Figure 7. Expression of β-endorphin in spleen tissue sections.

Immunohistochemical staining of β-endorphin positive cells in rat splenic tissues from EAE and EA rats 14 days post immunization. (A) β-endorphin positive cells in EAE rats. (B) β-endorphin positive cells in EA rats. Magnification: ×100.

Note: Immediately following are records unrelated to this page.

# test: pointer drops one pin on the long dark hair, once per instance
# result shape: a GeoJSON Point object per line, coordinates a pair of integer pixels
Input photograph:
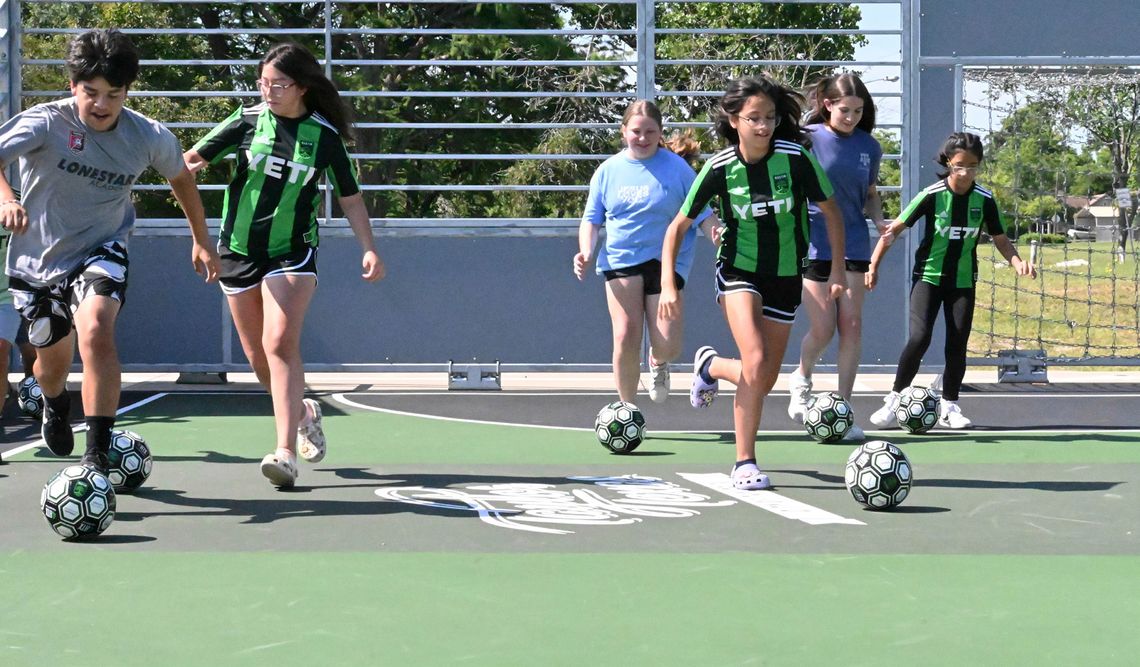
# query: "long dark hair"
{"type": "Point", "coordinates": [320, 96]}
{"type": "Point", "coordinates": [789, 105]}
{"type": "Point", "coordinates": [683, 144]}
{"type": "Point", "coordinates": [103, 53]}
{"type": "Point", "coordinates": [959, 143]}
{"type": "Point", "coordinates": [836, 88]}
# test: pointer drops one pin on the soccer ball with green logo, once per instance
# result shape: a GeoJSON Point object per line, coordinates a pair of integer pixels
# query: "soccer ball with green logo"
{"type": "Point", "coordinates": [78, 502]}
{"type": "Point", "coordinates": [828, 417]}
{"type": "Point", "coordinates": [620, 426]}
{"type": "Point", "coordinates": [878, 474]}
{"type": "Point", "coordinates": [130, 461]}
{"type": "Point", "coordinates": [30, 398]}
{"type": "Point", "coordinates": [918, 409]}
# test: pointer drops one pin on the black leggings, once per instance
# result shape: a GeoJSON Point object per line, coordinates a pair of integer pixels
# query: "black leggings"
{"type": "Point", "coordinates": [958, 310]}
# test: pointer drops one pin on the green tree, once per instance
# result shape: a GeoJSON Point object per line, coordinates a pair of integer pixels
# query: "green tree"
{"type": "Point", "coordinates": [1033, 165]}
{"type": "Point", "coordinates": [889, 172]}
{"type": "Point", "coordinates": [701, 82]}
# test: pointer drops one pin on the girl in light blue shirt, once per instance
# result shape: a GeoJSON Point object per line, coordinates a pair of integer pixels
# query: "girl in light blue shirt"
{"type": "Point", "coordinates": [634, 195]}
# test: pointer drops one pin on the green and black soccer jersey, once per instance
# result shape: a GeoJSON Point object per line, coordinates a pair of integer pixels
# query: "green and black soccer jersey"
{"type": "Point", "coordinates": [763, 206]}
{"type": "Point", "coordinates": [947, 255]}
{"type": "Point", "coordinates": [271, 201]}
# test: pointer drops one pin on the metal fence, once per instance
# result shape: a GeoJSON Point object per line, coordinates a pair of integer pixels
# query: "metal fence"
{"type": "Point", "coordinates": [628, 53]}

Figure 8. Effect of EA on CD4⁺ T cell β-endorphin expression in EAE rats.

Lymphocytes from either EAE, EA, or NAL rat groups were isolated on day 14 post immunization. CD4⁺ cell expression of β-endorphin was assessed by flow cytometry. (A). Representative flow cytometric analysis of cells harvested from rats in the EAE, EA and NAL groups. (B). Percent number of CD4⁺ T cells β-endorphin expression in rats from the EAE, EA and NAL groups. *P<0.05.

Figure 9. Subtype changes in MBP_68–86-specific lymphocytes following co-culture with β-endorphin and/or naloxone.

Lymphocytes co-cultured with β-endorphin and/or naloxone for 72 h cells were collected and CD4, IFN-γ, IL-4, IL-17, and FoxP3 expression levels analyzed by flow cytometry. Representative results from 3 separate experiments are shown.